Lars and the real girl
The Lars laugh is on us as he's no dummy
Funny ha-ha as well as funny-weird, this offbeat story from Six Feet Under writer Nancy Oliver bodes very well indeed, says Noel McAdam
Ryan Gosling, Emily Mortimer, Paul Schneider, Patricia Clarkson
Here it is. The first laugh-out-loud learning experience movie of the year. Lars is a loner. He basically can't bear to be around people. The brother and sister-in-law whose garage he lives in are kind of concerned.
More so when Lars announces he has a visitor. A female visitor. It just turns out she's plastic.
Lars has bought himself a blow-up doll, with anatomically correct parts ... called Bianca.
Brother Paul and sister-in-law Karin bring both of them to the doctor who asks Paul if there's been much change in the family in the last year.
"Well," he says, "my wife got pregant and my brother went nuts."
But the doc's advice is to indulge Lars' fantasy and soon the whole community is playing along, producing several genuinely hilarious scenes. Bianca even gets elected to the school board.
Directed by relative newcomer Craig Gillespie, who made last year's quirky Billy Bob Thornton movie Mr Woodcock, it is the first full movie script from Six Feet Under writer Nancy Oliver, and works on several levels.

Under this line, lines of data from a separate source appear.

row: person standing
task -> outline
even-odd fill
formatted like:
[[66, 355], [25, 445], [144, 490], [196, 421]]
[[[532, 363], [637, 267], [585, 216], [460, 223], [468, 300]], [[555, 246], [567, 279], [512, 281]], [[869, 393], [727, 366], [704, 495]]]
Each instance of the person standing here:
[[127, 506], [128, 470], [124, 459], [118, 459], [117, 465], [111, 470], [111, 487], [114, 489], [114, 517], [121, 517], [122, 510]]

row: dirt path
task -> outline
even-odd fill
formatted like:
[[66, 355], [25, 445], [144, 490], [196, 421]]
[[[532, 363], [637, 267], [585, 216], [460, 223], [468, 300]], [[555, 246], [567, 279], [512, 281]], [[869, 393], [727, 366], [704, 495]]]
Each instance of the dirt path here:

While we laugh at Lars and the surreal situation we gradually enter his head and begin to understand that, perhaps, in the way we treat other people, we are not that different.
And you realise Lars is healing himself, just not by conventional means. Before long you may be laughing and crying at the same time.
It's a quite remarkable achievement.
Gosling, whose last big movie hit was The Notebook, is note-perfect here as Lars but the performances, including that of Clarkson from Six Feet Under, are uniformly excellent.
Showing at the Queen's Film Theatre, from tonight.